In January 2011, Hernandez began working as a staffer to Arizona Rep. Gabrielle Giffords.

It was Hernandez who, just five days after starting work, delivered the initial care that saved Giffords’ life after Jared Lee Loughner’s assassination attempt. In a speech at a nationally televised vigil for the incident’s victims, Hernandez claimed he wasn’t a hero. President Obama disagreed and said so.

But the age requirements of the Arizona constitution don’t bend for heroes. According to the law, Daniel Hernandez is not an individual with a body of accomplishment. He is a 24-year-old. And 24-year-olds, the law presumes, are too immature to serve in the Arizona state house.

Daniel Hernandez, Jr., an intern of U.S. Rep. Gabrielle Giffords.
President Obama called Daniel Hernandez, Jr., a hero.But the age requirements of the Arizona constitution don’t bend for heroes.

Photo by David Becker/Getty Images

“I have more experience with legislation than a lot of people running who are in their 40s,” he told me. “It’s been a really kind of interesting experience for me to listen to the argument that young people don’t have experience when I’ve been doing this for years.”

* * *

Young people like Hernandez are rare, but not terribly so. Qualified candidates have their efforts thwarted by age of candidacy laws in elections across the country every year. Each time, people like Hernandez are told to wait their turn.

Here is a seldom discussed truth about our democracy: The citizenship enjoyed by American adults under the age of 35 is a second-class citizenship. We gain the right to participate fully in American democracy on our 35th birthdays, and not a day before. For on that day, provided all other requirements are met, we become constitutionally eligible to run for virtually all federal, state, and local offices, including the presidency. The fact that very few of us will ever exercise the right to run for any office is irrelevant to the milestone’s significance. The consequence of the nation’s age of candidacy laws is that one-third of American adults—the more than 74 million people between 18 to 35—don’t enjoy full political rights: If they’re citizens, they have the right to vote without necessarily having the right to be voted for. This is wrong.

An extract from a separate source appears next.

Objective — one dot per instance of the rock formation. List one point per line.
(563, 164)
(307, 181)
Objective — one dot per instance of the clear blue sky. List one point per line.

The right of Americans 18 and older to vote was guaranteed by the 26th Amendment, which, after being speedily ratified in 1971, lowered the voting age from 21 to 18. That amendment came into being after years of protest by youths who could not vote for or against the wars they were forced to fight. Those protests were about competence as much as they were about unfairness. How was it possible that an 18 year old could be mature enough to kill, but not mature enough to cast a ballot? Today, the very same kind of question can be asked about the right to run for office. As Pomona College professor John Seery writes in his book about the Constitution’s age requirements, Too Young To Run, the age of 18, as the age of majority in most of the country, grants one the right to take on a whole host of consequential responsibilities.